Now, having this information, how are we adjusting and EMBRACING these changes? And more importantly what attitudes towards our population’s transformation are we modeling to the children around us? Are we planting seeds of collaboration and acceptance or continuing “old business” by giving them the tools to see others who look differently from them as enemies and people to be feared? I am sure we all agree that there is definitely room for improvement.
So where do we begin? Well, the first step, and probably the most difficult, is taking a long honest look in the mirror to realize how we truly look at those around us of different races, ethnicities and religions. Have we ever made a “harmless” comment such as “you know how they are” or “there are too many of them living there; we should move elsewhere”? Watch for instances of prejudice in our own lives, both in words and actions, then talk to the children around us about how untrue these ideas really are.
It is also important to increase your awareness of media influences in your child’s life. What messages are being related through the shows they watch and the music on their iPods? If you watch television for only a few hours, I am willing to bet that you will see portrayals of some groups in a negative light. When you experience these instances in the presence of a child, bring attention to it. And as we, as adults, grow in the awareness of our own feelings and attitudes, it is important to point out those times when we have prejudged. Share how these statements and attitudes are not only inaccurate but they are also very hurtful. If you hear your child repeat similar comments, immediately use that as a powerful learning opportunity.
As Manager of the Mayor’s Office of Multicultural and Religious Affairs for the City of Memphis, I am always amazed by the vast diversity and countless cultural events in our city. Share this diversity with your child by attending local festivals and events that expose them to different races and cultures. Try different types of food when you go out as a family and maybe even prepare a few at home as well.
Being an advocate for the just treatment of other ethnic groups is also a wonderful way to demonstrate tolerance to our youth. Just because the discrimination issue doesn’t affect you today, there is a great possibility that one day in the future it will. So model the same support and encouragement for others that you would hope to receive if you were in that situation. Let children see evidence of courage in your actions but also, allow them to see patience as well as forgiveness.

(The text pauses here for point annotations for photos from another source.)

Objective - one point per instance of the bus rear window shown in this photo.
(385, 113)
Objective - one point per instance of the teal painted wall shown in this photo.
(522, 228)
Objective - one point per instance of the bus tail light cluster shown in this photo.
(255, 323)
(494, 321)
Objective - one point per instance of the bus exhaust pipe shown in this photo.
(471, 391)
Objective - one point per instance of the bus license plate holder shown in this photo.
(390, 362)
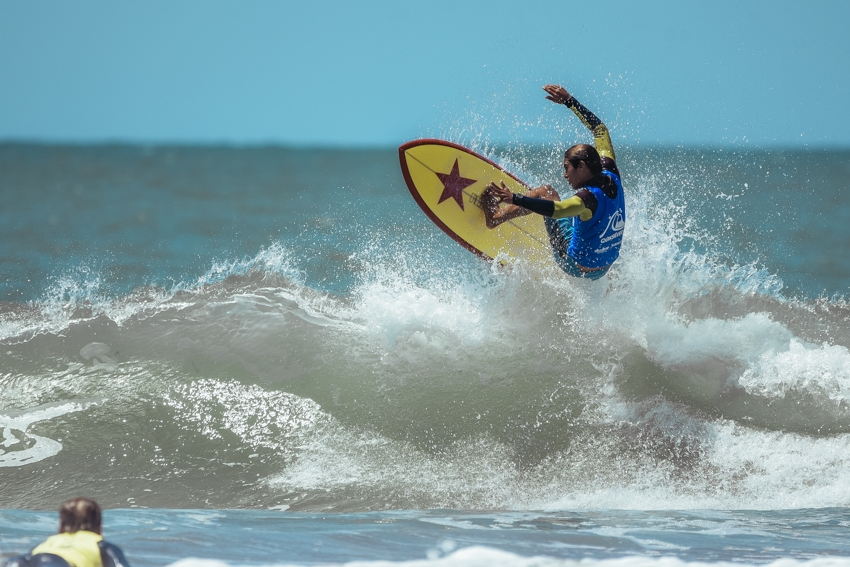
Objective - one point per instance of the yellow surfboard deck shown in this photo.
(447, 181)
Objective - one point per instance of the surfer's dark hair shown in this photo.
(79, 514)
(587, 154)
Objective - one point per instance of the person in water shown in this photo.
(585, 230)
(79, 542)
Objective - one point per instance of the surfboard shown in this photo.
(446, 180)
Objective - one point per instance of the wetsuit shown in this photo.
(78, 549)
(586, 239)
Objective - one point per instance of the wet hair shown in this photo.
(79, 514)
(587, 154)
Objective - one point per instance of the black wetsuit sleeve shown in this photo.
(543, 207)
(111, 555)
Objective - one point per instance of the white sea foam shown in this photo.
(481, 556)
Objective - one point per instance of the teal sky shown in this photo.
(378, 73)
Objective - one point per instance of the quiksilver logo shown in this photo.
(616, 224)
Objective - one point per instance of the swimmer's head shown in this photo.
(79, 514)
(584, 153)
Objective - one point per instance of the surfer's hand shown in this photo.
(500, 192)
(558, 94)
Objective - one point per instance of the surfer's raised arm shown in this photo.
(585, 230)
(601, 137)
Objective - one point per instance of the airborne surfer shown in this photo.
(585, 230)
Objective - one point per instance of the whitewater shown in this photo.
(218, 340)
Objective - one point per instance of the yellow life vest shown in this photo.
(79, 548)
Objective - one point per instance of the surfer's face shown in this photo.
(576, 173)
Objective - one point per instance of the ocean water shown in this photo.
(271, 356)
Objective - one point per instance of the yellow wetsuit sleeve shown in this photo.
(601, 137)
(572, 207)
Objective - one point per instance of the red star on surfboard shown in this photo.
(453, 185)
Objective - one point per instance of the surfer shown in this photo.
(585, 230)
(79, 542)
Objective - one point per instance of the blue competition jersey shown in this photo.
(596, 242)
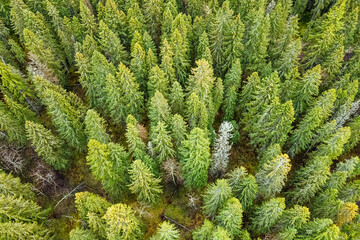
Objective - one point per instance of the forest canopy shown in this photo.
(179, 119)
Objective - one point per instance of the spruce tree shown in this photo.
(159, 110)
(216, 196)
(166, 231)
(112, 45)
(46, 145)
(176, 98)
(143, 183)
(313, 119)
(230, 216)
(267, 214)
(195, 159)
(244, 186)
(221, 152)
(109, 163)
(178, 129)
(122, 223)
(272, 175)
(95, 127)
(157, 82)
(161, 139)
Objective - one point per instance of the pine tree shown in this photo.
(313, 119)
(195, 159)
(230, 216)
(267, 214)
(309, 180)
(113, 48)
(138, 65)
(244, 186)
(95, 127)
(109, 163)
(220, 156)
(166, 231)
(204, 232)
(216, 196)
(306, 89)
(157, 82)
(176, 98)
(143, 183)
(272, 175)
(161, 139)
(178, 129)
(46, 145)
(159, 110)
(122, 223)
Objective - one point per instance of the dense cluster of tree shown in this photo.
(155, 96)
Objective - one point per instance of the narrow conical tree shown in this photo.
(166, 231)
(267, 214)
(216, 196)
(122, 223)
(161, 139)
(195, 159)
(309, 180)
(46, 145)
(244, 186)
(143, 183)
(230, 216)
(220, 156)
(159, 110)
(95, 127)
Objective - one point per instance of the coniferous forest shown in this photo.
(179, 119)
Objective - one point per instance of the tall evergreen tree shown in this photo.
(143, 183)
(195, 159)
(216, 196)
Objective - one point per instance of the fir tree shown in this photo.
(159, 110)
(230, 216)
(176, 98)
(216, 196)
(204, 232)
(244, 186)
(195, 159)
(220, 156)
(178, 129)
(121, 222)
(166, 231)
(143, 182)
(314, 117)
(95, 127)
(161, 139)
(111, 44)
(157, 82)
(267, 214)
(272, 175)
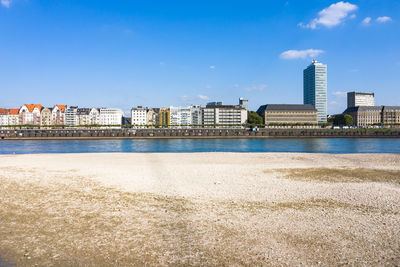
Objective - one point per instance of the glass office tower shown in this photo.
(315, 88)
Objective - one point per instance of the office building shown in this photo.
(138, 116)
(288, 114)
(315, 88)
(111, 116)
(356, 99)
(244, 103)
(224, 115)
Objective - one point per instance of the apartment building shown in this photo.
(30, 114)
(45, 116)
(224, 115)
(139, 116)
(13, 116)
(164, 117)
(111, 116)
(58, 115)
(288, 113)
(71, 116)
(356, 99)
(3, 117)
(190, 115)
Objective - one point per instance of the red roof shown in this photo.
(3, 111)
(31, 107)
(13, 111)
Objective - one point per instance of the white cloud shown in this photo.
(332, 16)
(383, 19)
(203, 97)
(296, 54)
(5, 3)
(259, 87)
(366, 21)
(339, 94)
(193, 99)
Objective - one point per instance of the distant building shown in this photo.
(190, 115)
(152, 116)
(355, 99)
(13, 116)
(4, 116)
(30, 114)
(244, 103)
(288, 113)
(138, 116)
(45, 116)
(315, 88)
(215, 103)
(58, 115)
(71, 116)
(224, 115)
(111, 116)
(88, 116)
(391, 114)
(164, 117)
(365, 115)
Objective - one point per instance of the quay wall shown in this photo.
(48, 134)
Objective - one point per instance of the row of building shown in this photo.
(214, 113)
(361, 107)
(36, 114)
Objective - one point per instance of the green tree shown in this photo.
(253, 118)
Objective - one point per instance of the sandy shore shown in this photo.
(200, 209)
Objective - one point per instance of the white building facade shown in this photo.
(111, 116)
(190, 115)
(139, 116)
(357, 99)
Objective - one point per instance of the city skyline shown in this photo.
(129, 54)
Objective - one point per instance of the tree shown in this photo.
(342, 119)
(253, 118)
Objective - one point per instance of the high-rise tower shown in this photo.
(315, 88)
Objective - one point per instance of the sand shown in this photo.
(210, 209)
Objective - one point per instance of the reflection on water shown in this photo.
(306, 145)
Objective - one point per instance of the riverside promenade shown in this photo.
(132, 133)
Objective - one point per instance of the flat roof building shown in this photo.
(288, 114)
(315, 86)
(356, 99)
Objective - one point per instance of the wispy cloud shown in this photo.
(5, 3)
(366, 21)
(383, 19)
(303, 54)
(258, 87)
(332, 16)
(339, 94)
(193, 99)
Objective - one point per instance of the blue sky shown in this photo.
(162, 53)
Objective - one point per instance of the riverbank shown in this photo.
(200, 209)
(191, 133)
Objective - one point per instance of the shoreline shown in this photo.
(215, 209)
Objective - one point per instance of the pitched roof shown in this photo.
(282, 107)
(13, 111)
(31, 107)
(363, 108)
(3, 111)
(62, 107)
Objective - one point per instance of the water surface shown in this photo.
(305, 145)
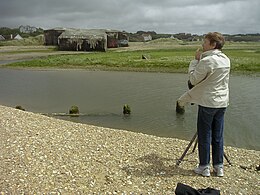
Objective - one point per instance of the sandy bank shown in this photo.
(39, 155)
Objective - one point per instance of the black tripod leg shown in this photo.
(195, 145)
(186, 150)
(227, 159)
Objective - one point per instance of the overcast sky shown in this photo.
(161, 16)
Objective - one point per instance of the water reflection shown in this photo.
(101, 96)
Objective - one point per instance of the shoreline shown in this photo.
(39, 154)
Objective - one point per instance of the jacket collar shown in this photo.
(210, 53)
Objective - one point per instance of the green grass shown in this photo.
(245, 57)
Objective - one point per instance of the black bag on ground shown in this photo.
(183, 189)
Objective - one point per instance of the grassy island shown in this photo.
(163, 55)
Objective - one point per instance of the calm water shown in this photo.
(151, 96)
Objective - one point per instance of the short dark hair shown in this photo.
(216, 37)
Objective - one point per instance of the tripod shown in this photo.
(188, 147)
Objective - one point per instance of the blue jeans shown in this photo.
(210, 125)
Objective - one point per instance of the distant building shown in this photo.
(27, 29)
(85, 39)
(147, 37)
(18, 37)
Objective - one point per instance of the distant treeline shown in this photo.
(6, 32)
(138, 36)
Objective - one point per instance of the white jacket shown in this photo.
(210, 77)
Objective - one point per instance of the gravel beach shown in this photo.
(43, 155)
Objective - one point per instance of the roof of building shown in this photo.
(2, 37)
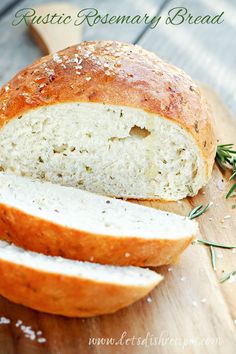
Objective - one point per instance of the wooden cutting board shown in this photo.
(188, 310)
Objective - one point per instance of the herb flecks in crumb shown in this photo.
(226, 159)
(88, 169)
(213, 257)
(199, 210)
(228, 276)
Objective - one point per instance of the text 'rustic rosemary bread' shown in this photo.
(68, 222)
(110, 118)
(70, 288)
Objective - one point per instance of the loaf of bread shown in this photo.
(71, 288)
(76, 224)
(110, 118)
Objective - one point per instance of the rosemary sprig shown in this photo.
(214, 244)
(199, 210)
(213, 257)
(228, 276)
(226, 158)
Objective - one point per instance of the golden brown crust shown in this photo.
(39, 235)
(65, 295)
(113, 73)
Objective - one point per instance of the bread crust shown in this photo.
(118, 74)
(40, 235)
(65, 295)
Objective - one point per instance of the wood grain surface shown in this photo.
(190, 312)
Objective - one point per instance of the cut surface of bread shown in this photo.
(71, 288)
(112, 150)
(110, 118)
(68, 222)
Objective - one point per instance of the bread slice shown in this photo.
(110, 118)
(71, 288)
(68, 222)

I believe Dr. Martin Luther King Jr. said it best when he stated, “We must learn to live together as brothers or perish together as fools”. And I think an important word in that statement is learn because this truly is a learning process, one that children and adults are participating in together. We have the responsibility to be teachers of tolerance to those around us and by doing this, we empower the children in our lives to not only see the beauty in others but also embrace and cherish their own beauty as well.